The idea is a total nonstarter in Congress and politically toxic to boot. Even bothering to discuss it is somewhere between pointless and insane. It’s manna from heaven for Republicans who’ve been on the defensive over taxing the rich and would love to shift the conversation to Blumenauer’s plot to make the middle class pay more at the pump.
It also happens to be a great idea.
Gasoline, you see, is very useful as a fuel for automobiles, but it also causes quite a bit of pollution when you burn it. Some of this, of course, is the carbon dioxide pollution that contributes to the greenhouse effect and the global threat of climate change. But a lot of it relates to other kinds of dirty particulate matter, nitrogen dioxide, and ozone that lead to drastically higher rates of asthma for kids who grow up near highways, for example. Burning gasoline by driving your car also imposes nonecological external costs. Bored kids cruising around in circles just to get out of the house and people taking extra trips to the grocery store rather than planning in advance take up space on the road, thus slowing everyone else down. And every additional vehicle-mile driven increases the chances that you’ll collide with somebody else, killing or injuring him. In a useful 2007 paper, Ian Parry, Margaret Walls, and Winston Harrington concluded that the full social cost of burning a gallon of gasoline is a staggering $2.10—far, far higher than what even Blumenauer would charge.

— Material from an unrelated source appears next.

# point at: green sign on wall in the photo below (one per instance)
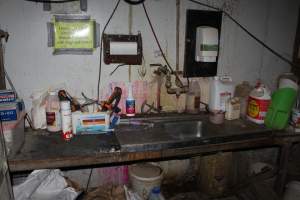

Most strikingly, they calculated that the local pollution cost alone—that is, the cost if you completely ignore climate change, traffic congestion, and road deaths—is 42 cents.
Those costs are one of the reasons conservative economist Gregory Mankiw has proposed a gas tax hike of up to a dollar. But Mankiw also offers another important reason, relating to what’s called “tax incidence.” Formally speaking, the gas tax is paid for by gasoline buyers. But any time you tax anything, some of the real cost is borne by producers, who sell less stuff now that the price is higher. Except nobody really produces oil—it’s just sitting around in the ground. So slowing the pace of oil extraction doesn’t reduce long-term national wealth in the way that inhibiting other economic activities do—the oil is still around for later use.
But what makes Blumenauer’s legislation even better than your typical wonk policy dream is that it’s pretty clear we have to do something about the gas tax situation. Gas tax revenue, you see, has been falling pretty sharply in recent years. Americans are driving less than they used to, and the miles we do drive are increasingly likely to be in a fuel-efficient hybrid or diesel vehicle. Electric vehicles’ market share is tiny but seems overwhelmingly likely to increase in years to come. And even conventional vehicles are getting more efficient as the fine points of engine design and sturdy lightweight materials steadily improve. Increased fuel efficiency is mostly good news. The problem is that the government funds transportation infrastructure largely out of fuel taxes, so falling gasoline consumption creates a problem for the budget. That’s led various politicians to propose such things as a tax on hybrid and electric cars or a brand-new tax on vehicle miles traveled.
These aren’t absolutely horrible ideas judged in isolation. But if you’re going to raise a driving-related tax, why not raise the one kind of tax that also reduces pollution and makes lucky oil barons share in the burden? Gasoline taxes’ unpopularity with the voters is one reason, of course, but there’s no reason to think people would like a vehicle miles traveled tax or hybrid car tax any better. Given a necessarily thorny political situation, sometimes the best option is just to do the right thing.